Responsibility to Protect
By contrast, the legal basis for the opposite doctrine, now known as “responsibility to protect” (R2P), is exceptionally thin. Indeed, an argument can be made for saying that it is non-existent. The most solid legal basis for it is buried in the conclusions of the World Summit 2005, which was formally adopted in its entirety by the UN General Assembly that October. The relevant part of the text reads as follows:
We are prepared to take collective action, in a timely and decisive manner, through the Security Council, in accordance with the Charter, including Chapter VII, on a case-by-case basis and in cooperation with relevant regional organizations as appropriate, should peaceful means be inadequate and national authorities are manifestly failing to protect their populations from genocide, war crimes, ethnic cleansing and crimes against humanity. (United Nations General Assembly, 2005, paragraph 139).

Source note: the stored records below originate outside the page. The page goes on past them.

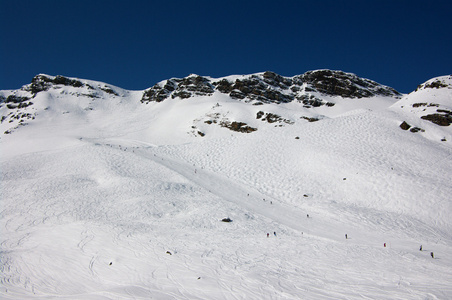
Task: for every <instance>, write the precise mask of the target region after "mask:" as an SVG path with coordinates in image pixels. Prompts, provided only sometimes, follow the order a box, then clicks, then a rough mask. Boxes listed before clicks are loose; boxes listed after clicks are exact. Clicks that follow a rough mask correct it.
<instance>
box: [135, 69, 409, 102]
mask: <svg viewBox="0 0 452 300" xmlns="http://www.w3.org/2000/svg"><path fill="white" fill-rule="evenodd" d="M215 90H216V91H219V92H221V93H224V94H229V96H230V97H231V98H233V99H236V100H244V101H253V100H254V101H258V102H257V103H255V104H254V105H258V104H259V105H262V104H263V103H288V102H291V101H293V100H295V99H296V100H298V101H300V102H303V104H304V105H305V106H306V107H318V106H322V105H327V106H333V105H334V103H332V102H326V101H324V100H321V99H319V98H317V97H315V96H314V95H312V93H320V94H326V95H330V96H342V97H346V98H362V97H372V96H375V95H380V96H391V97H396V98H400V97H401V94H400V93H398V92H397V91H396V90H394V89H392V88H390V87H386V86H383V85H380V84H378V83H376V82H374V81H372V80H368V79H363V78H360V77H358V76H356V75H354V74H351V73H345V72H341V71H331V70H317V71H310V72H306V73H305V74H303V75H297V76H294V77H284V76H281V75H278V74H276V73H274V72H269V71H267V72H264V73H261V74H254V75H248V76H242V77H240V78H237V79H235V80H233V81H231V80H229V79H227V78H222V79H220V80H218V81H214V82H211V80H210V79H209V78H207V77H202V76H198V75H190V76H188V77H185V78H173V79H170V80H167V81H165V82H163V83H160V84H156V85H155V86H153V87H152V88H150V89H147V90H146V91H144V93H143V97H142V99H141V101H142V102H143V103H148V102H150V101H155V102H160V101H163V100H165V99H167V98H169V97H171V98H181V99H186V98H190V97H193V96H206V95H211V94H213V93H214V92H215Z"/></svg>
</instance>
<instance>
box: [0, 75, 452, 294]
mask: <svg viewBox="0 0 452 300" xmlns="http://www.w3.org/2000/svg"><path fill="white" fill-rule="evenodd" d="M0 115H1V116H0V117H1V125H0V133H1V136H0V145H1V178H2V180H1V182H2V189H1V195H2V196H1V199H2V210H1V214H0V226H1V228H2V232H1V233H2V234H1V256H0V259H1V270H2V274H1V287H0V295H1V297H2V299H32V298H39V299H47V298H52V299H54V298H70V299H150V298H154V299H231V298H239V299H332V298H334V299H344V298H346V299H355V298H356V299H361V298H363V297H364V298H366V297H367V298H372V299H375V298H379V299H388V298H399V299H407V298H414V299H448V298H451V297H452V289H451V288H450V283H451V282H452V258H450V256H449V253H451V252H452V251H451V250H452V234H451V232H452V222H451V221H450V217H449V214H450V213H451V212H452V198H451V197H450V195H451V194H452V183H451V180H450V178H451V175H452V164H451V160H452V155H451V153H452V142H451V141H452V126H450V124H451V123H452V76H442V77H437V78H433V79H431V80H429V81H427V82H425V83H423V84H421V85H419V87H418V89H417V90H416V91H413V92H412V93H410V94H407V95H402V94H400V93H398V92H397V91H395V90H394V89H392V88H390V87H387V86H383V85H380V84H378V83H376V82H374V81H372V80H368V79H363V78H360V77H358V76H356V75H354V74H351V73H345V72H341V71H331V70H316V71H310V72H306V73H305V74H302V75H297V76H294V77H284V76H280V75H278V74H275V73H273V72H264V73H256V74H252V75H234V76H228V77H224V78H210V77H204V76H198V75H190V76H188V77H185V78H172V79H169V80H165V81H162V82H159V83H157V84H155V85H154V86H153V87H151V88H149V89H146V90H143V91H128V90H125V89H121V88H119V87H116V86H112V85H109V84H106V83H102V82H97V81H92V80H83V79H77V78H68V77H64V76H49V75H43V74H41V75H37V76H35V77H34V78H33V79H32V82H31V83H30V84H27V85H24V86H23V87H22V88H21V89H19V90H8V91H0ZM227 218H229V219H230V220H232V222H222V221H221V220H223V219H227ZM345 236H347V239H346V238H345ZM420 245H422V247H423V248H422V251H419V248H420ZM430 252H433V253H434V255H433V256H434V258H432V257H431V256H430Z"/></svg>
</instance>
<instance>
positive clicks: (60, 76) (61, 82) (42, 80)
mask: <svg viewBox="0 0 452 300" xmlns="http://www.w3.org/2000/svg"><path fill="white" fill-rule="evenodd" d="M53 85H65V86H73V87H76V88H77V87H83V86H85V84H84V83H83V82H81V81H79V80H76V79H70V78H67V77H64V76H60V75H58V76H55V77H50V76H46V75H42V74H40V75H36V76H35V77H33V79H32V80H31V84H29V85H27V86H25V87H24V88H23V90H25V91H29V92H31V93H32V94H33V95H36V94H37V93H39V92H42V91H47V90H49V89H50V88H51V87H52V86H53ZM90 87H91V86H90ZM91 88H92V89H94V88H93V87H91Z"/></svg>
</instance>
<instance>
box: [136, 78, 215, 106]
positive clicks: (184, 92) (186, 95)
mask: <svg viewBox="0 0 452 300" xmlns="http://www.w3.org/2000/svg"><path fill="white" fill-rule="evenodd" d="M213 92H214V86H213V85H212V84H211V82H210V80H209V79H207V78H206V77H202V76H198V75H190V76H188V77H185V78H182V79H180V78H172V79H169V80H166V81H164V82H163V83H160V84H156V85H154V86H153V87H152V88H150V89H147V90H145V91H144V93H143V97H142V98H141V102H142V103H149V102H153V101H155V102H161V101H163V100H165V99H167V98H169V97H171V98H176V97H179V98H181V99H186V98H190V97H193V96H210V95H212V94H213Z"/></svg>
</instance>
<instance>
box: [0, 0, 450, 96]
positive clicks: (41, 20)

It was indirectly on the basis of this rather elliptical statement that UN Security Council Resolution 1973 was voted on 17 March 2011, the first such resolution based on the “responsibility to protect.” However, this first use of R2P was clearly an abuse: the allegation then was not that the Libyan authorities were “failing to protect their populations from genocide, war crimes etc.” (UNSC 2011), but that they were committing these crimes themselves. This, indeed, is the usual sense in which “responsibility to protect” is understood but it is not the sense expressed in the General Assembly Resolution. Further criticisms of Resolution 1973 are outlined below.
The Illegality of Universal Jurisdiction
In both the Kosovo and Libyan conflicts, the NATO military operation against the state in question was accompanied by a criminal indictment of its head by an international tribunal for war crimes. Here again, the legal basis was weak.

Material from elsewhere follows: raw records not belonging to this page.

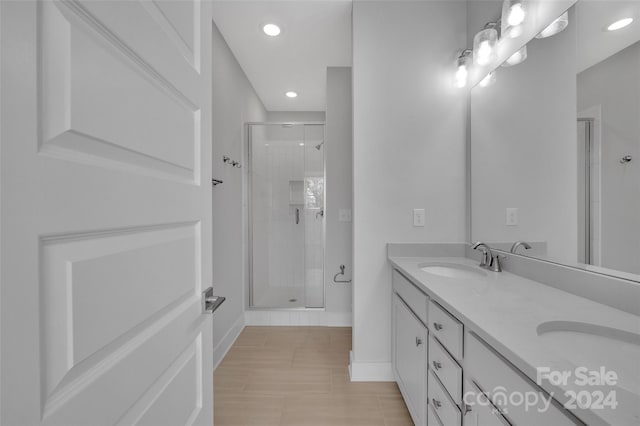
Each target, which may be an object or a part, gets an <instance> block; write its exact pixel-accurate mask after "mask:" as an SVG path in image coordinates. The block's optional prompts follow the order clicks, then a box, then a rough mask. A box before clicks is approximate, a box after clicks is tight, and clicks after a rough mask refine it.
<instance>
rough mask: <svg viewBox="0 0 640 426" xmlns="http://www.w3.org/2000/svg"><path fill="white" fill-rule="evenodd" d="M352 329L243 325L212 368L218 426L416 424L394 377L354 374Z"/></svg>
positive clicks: (214, 423) (343, 425) (378, 424)
mask: <svg viewBox="0 0 640 426" xmlns="http://www.w3.org/2000/svg"><path fill="white" fill-rule="evenodd" d="M350 349H351V328H332V327H246V328H245V329H244V331H243V332H242V334H241V335H240V337H239V338H238V339H237V340H236V342H235V343H234V345H233V346H232V347H231V349H230V350H229V353H228V354H227V356H226V357H225V358H224V360H223V361H222V363H221V364H220V366H219V367H218V368H217V369H216V371H215V375H214V406H215V407H214V415H215V420H214V425H215V426H226V425H234V426H241V425H242V426H250V425H274V426H280V425H283V426H285V425H286V426H298V425H300V426H333V425H335V426H351V425H354V426H401V425H413V422H412V421H411V417H410V416H409V412H408V411H407V407H406V405H405V404H404V401H403V400H402V396H400V390H399V389H398V386H397V385H396V384H395V383H393V382H359V383H352V382H350V381H349V371H348V365H349V351H350Z"/></svg>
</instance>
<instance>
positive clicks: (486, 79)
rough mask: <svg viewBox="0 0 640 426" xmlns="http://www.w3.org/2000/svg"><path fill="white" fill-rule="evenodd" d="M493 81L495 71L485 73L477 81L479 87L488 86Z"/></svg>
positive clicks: (494, 74) (495, 81) (494, 81)
mask: <svg viewBox="0 0 640 426" xmlns="http://www.w3.org/2000/svg"><path fill="white" fill-rule="evenodd" d="M495 82H496V72H495V71H491V72H490V73H489V74H487V75H486V77H485V78H483V79H482V80H480V83H478V85H479V86H480V87H488V86H491V85H492V84H494V83H495Z"/></svg>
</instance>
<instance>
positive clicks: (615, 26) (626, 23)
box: [607, 18, 633, 31]
mask: <svg viewBox="0 0 640 426" xmlns="http://www.w3.org/2000/svg"><path fill="white" fill-rule="evenodd" d="M632 22H633V18H624V19H621V20H619V21H616V22H614V23H613V24H611V25H609V26H608V27H607V31H616V30H620V29H622V28H624V27H626V26H627V25H629V24H630V23H632Z"/></svg>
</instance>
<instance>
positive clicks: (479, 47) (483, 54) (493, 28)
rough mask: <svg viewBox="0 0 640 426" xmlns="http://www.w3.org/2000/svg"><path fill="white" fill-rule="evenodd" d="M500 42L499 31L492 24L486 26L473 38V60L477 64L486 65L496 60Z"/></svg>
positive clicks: (480, 65) (478, 64)
mask: <svg viewBox="0 0 640 426" xmlns="http://www.w3.org/2000/svg"><path fill="white" fill-rule="evenodd" d="M497 44H498V31H497V30H496V29H495V28H494V27H493V26H490V27H488V28H486V27H485V29H484V30H482V31H480V32H479V33H478V34H476V36H475V37H474V38H473V61H474V62H475V64H476V65H480V66H484V65H488V64H490V63H491V62H493V61H495V60H496V59H497V57H498V55H497V54H496V45H497Z"/></svg>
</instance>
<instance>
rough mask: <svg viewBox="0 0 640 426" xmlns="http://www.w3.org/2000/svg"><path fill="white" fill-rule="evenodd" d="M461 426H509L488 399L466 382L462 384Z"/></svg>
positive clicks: (479, 389) (495, 407)
mask: <svg viewBox="0 0 640 426" xmlns="http://www.w3.org/2000/svg"><path fill="white" fill-rule="evenodd" d="M464 395H465V401H464V403H463V417H462V425H463V426H510V425H509V423H508V422H507V421H506V420H505V418H504V417H502V415H501V414H500V412H499V410H498V409H497V408H496V407H494V406H493V404H491V402H490V401H489V399H488V398H487V397H486V396H485V395H484V394H483V393H482V392H481V391H480V389H478V387H477V386H476V385H475V384H473V383H471V382H470V381H468V380H465V383H464Z"/></svg>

Supporters of judicial interventionism adduce the numerous ad hoc criminal tribunals that have been created since the end of the Cold War in support of their argument that international law is being changed by precedent. Yet, as I have argued elsewhere (Laughland 2007: 69–87), the creation of criminal tribunals by the Security Council was clearly ultra vires, and this for numerous reasons: the Security Council is an executive organ, not a judicial one; criminal tribunals cannot be created by executive fiat but must be created by law; and Chapter VII cannot be invoked unless there is a threat to international peace and security, in other words unless one country is about to invade another.

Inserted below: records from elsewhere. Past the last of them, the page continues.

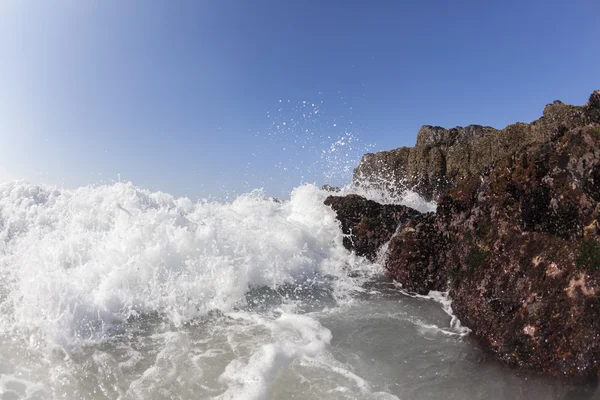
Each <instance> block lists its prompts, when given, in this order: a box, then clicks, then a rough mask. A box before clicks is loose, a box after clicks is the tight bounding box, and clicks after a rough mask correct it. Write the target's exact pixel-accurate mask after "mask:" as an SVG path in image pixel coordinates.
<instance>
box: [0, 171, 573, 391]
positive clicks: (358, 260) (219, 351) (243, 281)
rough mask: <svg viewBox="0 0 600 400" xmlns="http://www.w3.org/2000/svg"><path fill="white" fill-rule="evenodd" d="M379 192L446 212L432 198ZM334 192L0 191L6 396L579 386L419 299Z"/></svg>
mask: <svg viewBox="0 0 600 400" xmlns="http://www.w3.org/2000/svg"><path fill="white" fill-rule="evenodd" d="M357 190H358V189H357V188H344V189H343V191H342V193H349V192H353V191H354V192H355V191H357ZM361 193H362V194H363V195H367V196H369V197H371V198H376V199H377V200H379V201H385V202H390V201H397V202H398V203H401V204H405V205H409V206H411V207H414V208H417V209H419V210H420V211H434V210H435V204H432V203H426V202H424V201H423V200H422V199H420V198H419V197H418V196H417V195H415V194H414V193H405V195H404V196H403V197H402V198H399V199H395V200H394V199H389V198H382V197H377V195H376V194H374V193H365V192H361ZM330 194H331V193H330V192H327V191H324V190H321V189H319V188H318V187H316V186H315V185H310V184H305V185H301V186H299V187H297V188H295V189H294V190H293V191H292V192H291V194H290V198H289V200H285V201H282V200H278V199H275V198H270V197H267V196H265V194H264V193H263V192H262V191H260V190H256V191H252V192H250V193H247V194H244V195H241V196H239V197H237V198H236V199H235V200H233V201H231V202H217V201H206V200H203V201H198V202H193V201H191V200H189V199H187V198H174V197H173V196H171V195H169V194H166V193H161V192H150V191H148V190H144V189H141V188H139V187H136V186H135V185H133V184H131V183H115V184H112V185H104V186H89V187H82V188H78V189H74V190H67V189H60V188H56V187H51V186H37V185H33V184H30V183H27V182H23V181H16V182H9V183H4V184H2V185H0V399H288V398H296V399H444V400H447V399H484V398H486V399H487V398H493V399H536V398H540V399H542V398H543V399H562V398H565V396H569V395H570V393H573V392H572V390H573V388H572V387H570V386H569V384H567V383H565V382H561V381H560V380H549V379H545V378H539V377H534V376H529V375H526V374H522V373H517V372H516V371H513V370H510V369H507V368H505V367H503V366H500V365H498V364H497V363H496V362H494V361H493V360H491V357H490V356H489V355H488V354H486V353H485V352H484V351H482V350H481V349H480V347H479V346H478V344H477V343H476V342H475V341H474V340H473V339H472V338H471V337H470V336H469V334H468V329H466V328H464V327H462V326H461V324H460V322H459V321H458V320H456V318H455V317H453V315H452V308H451V300H450V299H448V297H447V295H446V294H445V293H430V295H429V296H416V295H412V294H410V293H405V292H403V291H402V290H401V287H400V286H399V285H398V284H396V283H394V282H390V281H389V280H388V279H387V278H386V276H385V271H384V270H383V268H382V266H381V262H379V263H377V262H376V263H371V262H369V261H367V260H366V259H364V258H362V257H358V256H356V255H355V254H354V253H352V252H350V251H348V250H346V249H345V248H344V247H343V245H342V239H343V234H342V232H341V229H340V225H339V223H338V221H337V220H336V218H335V213H334V212H333V210H331V209H330V208H329V207H327V206H325V205H324V204H323V202H324V200H325V198H326V197H327V196H328V195H330ZM381 256H382V257H385V254H382V255H381Z"/></svg>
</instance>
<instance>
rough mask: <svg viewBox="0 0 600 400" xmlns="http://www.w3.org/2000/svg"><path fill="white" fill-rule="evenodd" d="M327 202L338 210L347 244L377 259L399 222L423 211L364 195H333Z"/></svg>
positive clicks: (349, 247)
mask: <svg viewBox="0 0 600 400" xmlns="http://www.w3.org/2000/svg"><path fill="white" fill-rule="evenodd" d="M325 204H326V205H328V206H331V207H332V208H333V209H334V210H336V212H337V218H338V219H339V220H340V222H341V223H342V232H344V234H345V235H347V236H346V237H344V246H345V247H346V248H348V249H352V250H354V251H355V252H356V254H358V255H360V256H365V257H367V258H368V259H369V260H371V261H373V260H375V258H376V256H377V251H378V250H379V248H380V247H381V246H383V245H384V244H385V243H387V242H388V241H389V240H390V238H391V237H392V235H393V234H394V232H396V228H397V226H398V225H400V224H403V223H405V222H406V221H408V220H410V219H412V218H414V217H416V216H418V215H419V214H420V213H419V212H418V211H416V210H413V209H412V208H410V207H405V206H400V205H383V204H379V203H377V202H375V201H372V200H367V199H365V198H364V197H362V196H358V195H353V194H351V195H348V196H329V197H328V198H327V199H326V200H325Z"/></svg>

If states wish to have a treaty permitting interventionism, for instance if crimes against humanity are being committed within a state, then they should draw one up and present it for ratification: it is not legal to pervert or distort existing treaties like the UN Charter for ulterior purposes. It is especially reprehensible for a tribunal to be created by executive decision, as was the case with the creation of the Yugoslavia and Rwanda tribunals which were set up by the Security Council for reasons of mere expediency and because a treaty would take too long to ratify. It is a fundamental principle of law that criminal tribunals must themselves be set up by law (see for instance Article 14.1 of the International Covenant on Civil and Political Rights of 1966) (United Nations General Assembly: 1966).